The day arrived, and Mrs Hare turned the page: “Swanee River”, she read, peering through the pince-nez that I have imagined for her, 45 years later. And then, with a curl of her hairy lip, she read the subtitle: “ ‘Negro Spiritual – Slightly Syncopated.’ Oh dear me no.….”. With that, she flicked the page to Le Tigre Et L’Elephant, or some other unholy nightmare, and my relationship with formal music instruction ended.
And then one day a song came on the radio – I’m pretty sure it was I Can’t Quit You Baby by Willie Dixon – and my whole life changed. A wormhole opened between the minor and major third, and I stepped through into Wonderland. Since then, the blues have made me laugh, weep, dance… well, this is a family record, and I can’t tell you all the things the blues can make me do.
At the centre of this magical new kingdom, high on a hill (which shows you how little I knew back then), stood the golden city of New Orleans. In my imagination, it just straight hummed with music, romance, joy, despair; its rhythms got into my gawky English frame and, at times, made me so happy, and sad, I just didn’t know what to do with myself. New Orleans was my Jerusalem. (The question of why a soft-handed English schoolboy should be touched by music born of slavery and oppression in another city, on another continent, in another century, is for a thousand others to answer before me: from Korner to Clapton, the Rolling Stones to the Joolsing Hollands. Let’s just say it happens.)
Over the next decade, I consumed all the guitarists I could find: Charley Patton and Lead Belly, who was a genius, as was Skip James, Scrapper Blackwell, all the Blinds (Lemon Jefferson, Blake, Willie Johnson, Willie McTell), Son House, Lightnin’ Hopkins, Bo Diddley, Muddy Waters and so many more that we’d be here all night just naming a tenth of them.
And then there were the towering piano players: Pete Johnson, Albert Ammons, Meade Lux Lewis, Roosevelt Sykes, Leroy Carr, Jelly Roll Morton, Champion Jack Dupree, Tuts Washington, Willie “The Lion” Smith, Otis Spann, Memphis Slim, Pinetop Perkins, Professor Longhair, James Booker, Allen Toussaint and Dr John.
I tended to favour the piano over the guitar because it stays in one place, which is what I like to do. Guitars appeal to the footloose, the the restless. I like sitting a lot.

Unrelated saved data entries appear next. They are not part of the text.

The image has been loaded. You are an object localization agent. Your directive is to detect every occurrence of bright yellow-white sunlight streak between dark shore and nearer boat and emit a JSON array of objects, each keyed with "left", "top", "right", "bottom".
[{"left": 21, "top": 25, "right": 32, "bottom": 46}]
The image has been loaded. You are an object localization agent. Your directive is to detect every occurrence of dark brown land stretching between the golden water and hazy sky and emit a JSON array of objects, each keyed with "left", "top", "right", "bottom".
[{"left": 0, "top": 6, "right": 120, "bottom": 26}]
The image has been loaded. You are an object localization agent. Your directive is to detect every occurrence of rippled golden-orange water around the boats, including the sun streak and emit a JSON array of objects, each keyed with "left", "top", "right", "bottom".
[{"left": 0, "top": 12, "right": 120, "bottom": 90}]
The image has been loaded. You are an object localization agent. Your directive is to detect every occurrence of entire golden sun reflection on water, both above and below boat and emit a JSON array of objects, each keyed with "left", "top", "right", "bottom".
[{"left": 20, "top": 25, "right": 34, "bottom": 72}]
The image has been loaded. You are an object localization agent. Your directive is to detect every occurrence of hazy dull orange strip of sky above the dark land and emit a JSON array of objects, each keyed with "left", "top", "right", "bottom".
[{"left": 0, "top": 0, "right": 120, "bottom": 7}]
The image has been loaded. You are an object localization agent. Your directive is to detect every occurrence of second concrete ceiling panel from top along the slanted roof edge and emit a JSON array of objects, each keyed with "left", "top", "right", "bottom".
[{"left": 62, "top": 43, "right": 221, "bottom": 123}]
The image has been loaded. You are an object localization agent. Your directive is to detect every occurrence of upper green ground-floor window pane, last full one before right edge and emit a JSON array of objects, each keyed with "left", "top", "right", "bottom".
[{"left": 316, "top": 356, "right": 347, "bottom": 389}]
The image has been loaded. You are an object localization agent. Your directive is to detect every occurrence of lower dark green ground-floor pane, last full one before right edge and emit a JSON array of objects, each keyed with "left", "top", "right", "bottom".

As for singers, that’s a huge list, with only two names on it: Ray Charles and Bessie Smith.
These great and beautiful artists lived it as they played it: all of them knew the price of a loaf of bread and most had times in their lives when they couldn’t scrape it together. They had credentials, in other words, and I respect those as much as the next man, possibly more.
But at the same time, I could never bear to see this music confined to a glass cabinet, under the heading Culture: Only To Be Handled By Elderly Black Men. That way lies the grave, for the blues and just about everything else; Shakespeare only performed at The Globe, Bach only played by Germans in tights. It’s formaldehyde, and I pray that Lead Belly will never be dead enough to warrant that.
So that’s my only credential – my one dog-eared ID card that I hope will get me through the velvet ropes and into your heart. I love this music, as authentically as I know how, and I want you to love it too. And if you get a thousandth of the pleasure from it that I’ve had, we’re all ahead of the game.